Profits will be made on product design, and the industry will look just like the downloadable information-based industries of today: software/games/music/movies/education/news. Some business models will be a service related to the product, not the product itself. Although long-tail diversification will be possible, it mostly will be be dominated by a few products and corporations (due to the same factors as today: concentration of resources, quality assurance of trademarks, wish for community support (e.g. SO questions), marketing reach and herd mentality). Although initially suppliers will be diverse, the industry will soon consolidate - the same pattern as every other new technology.
Components that can't be 3D printed - e.g. silicon - will become addable modules (a cheap commodity, bought like screws/nails/pet-food pellets that you add to the hopper). Designs will modularize around this interface.
There'll be open source versions too - also consolidated, for the above reasons, as they are today.
All part of the cycle.
- The size of the stage determines the largest size of part that can be printed. The stage is necessarily smaller than the largest part of the printer.
- The print head has to have a melting point greater than the material being printed. Meaning it can't be made of the material being printed.
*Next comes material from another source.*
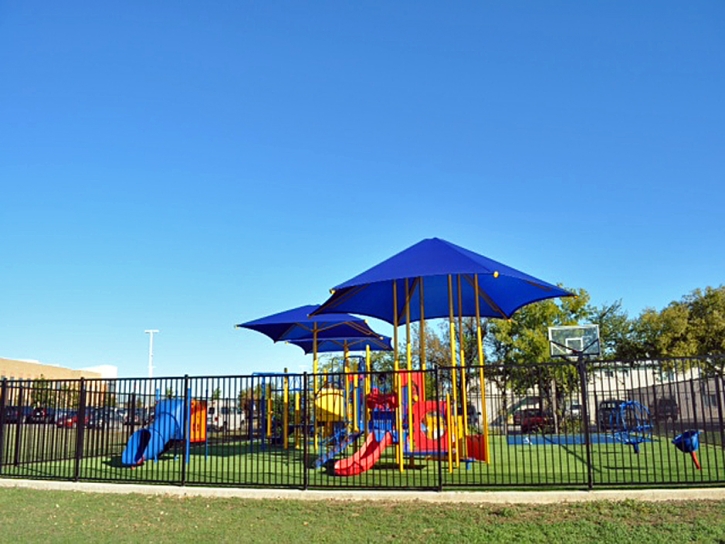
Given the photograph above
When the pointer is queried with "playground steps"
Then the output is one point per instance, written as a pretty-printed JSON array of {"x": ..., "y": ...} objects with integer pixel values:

RepRap is a project with the state goal of creating a self-printing machine like this. But looking at the current designs, they mostly stick together common materials with some 3-D printed bits. This is much more attainable and useful than really being able to recursively print a new machine, because the common parts are produced at scale through existing channels and are stronger/cheaper than the machine-printed parts.
Will 3D printing be the foundation of 21st century manufacturing? Almost certainly not. But will the fundamental techniques drive a revolution in manufacturing and become key elements in next-generation fully automated, fast-turnaround, fully configurable manufacturing? Probably.